Валентина слышала за стенкой смех матери, светский, безудержный, и ей всегда казалось, будто он принадлежит другой женщине, проникшей в ее тело. Все остальное время Клаудия была лишь тенью, никого не оставалось внутри ее телесной оболочки.
Маленькой ей всегда хотелось верить, что с матерью все хорошо, что у них идеальная семья. Она знала, что Клаудия старалась изо всех сил, особенно в первые годы. Она готовила изысканные обеды, хотя терпеть не могла кухню, принимала с киношной улыбкой деловых знакомых Жака Саврье, а зимой сама надписывала карточки с пожеланиями, безумное количество, черной тушью. Она связала для Валентины гигантское боа с приколотым в уголке фетровым сердечком, что впоследствии скажет о праздности ее дней. Но проходили зимы одна за другой, и Валентина чувствовала, что ее решимость тает, это было как смещение почвы в долине вокруг, оползни летом, лавины зимой, эти горы, странно хрупкие, как мел.
Поначалу Клаудия верила в женский потенциал своей дочери. Она водила ее в магазин Буби рядом с катком, покупала клетчатые юбки и пуловеры в тон. Ей это нравилось, хотя ни одна девочка в Женеве такого не носила, и дочке больше хотелось белые джинсы или сапожки с бахромой. Клаудия повторяла с раздраженным видом, что волосы у Валентины темнеют, и протирала корни ваткой, пропитанной настоем ромашки, бережными движениями, похожими на ласки. Но Валентина росла, волосы ее действительно становились все менее светлыми, и Клаудия забила на ромашку и на походы вдвоем к Буби. В одно лето, ей было, наверно, двенадцать, Валентина носила танцевальное трико в бассейн Монтаны, потому что мать забыла купить ей купальник. Она помнила калифорнийские бикини юных парижанок, лежавших в шезлонгах, их ноги с тщательно сведенными волосами, заколки в форме сердечка и ужас, который она испытала на стальной лесенке, выходя из бассейна, когда синтетическая ткань, намокнув, стала прозрачной, и видны были груди. Она завернулась в большое полотенце, чтобы скрыть светлые волоски, которые росли до самых ляжек, как пушок у цыпленка.
Там же, в Кран-Монтане, она узнала, что Жак Саврье не ее биологический отец. Никто ей об этом никогда не говорил, но она нашла в шкафу, где хранились видеокассеты, семейную книжку. Она полистала ее, сама не зная зачем, и под своим именем увидела запись «родилась от неизвестного отца». Она прочла эти странные слова равнодушно, не испытывая особых эмоций, разве что, может быть, облегчение, как будто узнала секрет, который они хранили все трое, и он оказался не так страшен, как все, что она могла себе вообразить.
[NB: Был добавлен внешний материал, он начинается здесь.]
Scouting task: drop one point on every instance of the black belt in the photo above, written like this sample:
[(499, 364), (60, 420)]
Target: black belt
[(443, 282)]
В этот вечер Валентина идет в темноте вниз по главной улице и, проходя мимо супермаркета, слышит, как зовет ее шале. Оно шепчет ее имя сквозь шелест ветра и скрип снега. Она слышит его, свое имя, и какие-то непонятные фразы, словно знакомую горькую жалобу, что вырывается у нее самой. Она вспоминает, что, поднимаясь вверх по этой улице в лыжном комбинезоне к подъемнику Кри д’Эр, встречала мальчиков с растрепанными волосами, их шарфы болтались на шее, и ей так хотелось положить на эту шею свою голову, но они проходили мимо упругой походкой, не глядя на Валентину, или их глаза смотрели сквозь нее, будто она была бесплотным созданием.
В то время Валентина почти совсем потеряла из виду Клаудию. Та регулярно уезжала в санаторий на берегу озера Леман, где было запрещено ее навещать и даже звонить по телефону, как будто напоминание о близких могло помешать лечению. Даже когда мать была дома, она как будто отсутствовала, куда-то уходила днем, словно жила параллельной жизнью, в другой семье или в другом измерении.
Когда Валентина подходит к шале, ей кажется, что она шла много часов или даже дней. Время растянулось, оно как лодка на озере без руля и ветрил. Все эти воспоминания, всплывающие на поверхность, как будто они были в глубокой пещере или вообще в центре земли, вся эта жизнь, которую она почти забыла. «Археоптерикс» возник на дороге, за поворотом, почти неожиданно, а между тем, она знает этот вираж, она все их знает. Эта география как будто вписана в ее тело, карта переплетена с кровеносной системой, изгибы дороги, деревья вдоль нее, неровности ландшафта. Ей думалось, что оно будет другим, наверно, не таким внушительным, но шале осталось в точности таким, как в ее памяти, с белыми шершавыми стенами, готовыми исцарапать ее кожу, с желтыми ставнями, а вот и окно ее комнаты на первом этаже, через которое она убегала по ночам, в джинсах в обтяжку, с накрашенными глазами.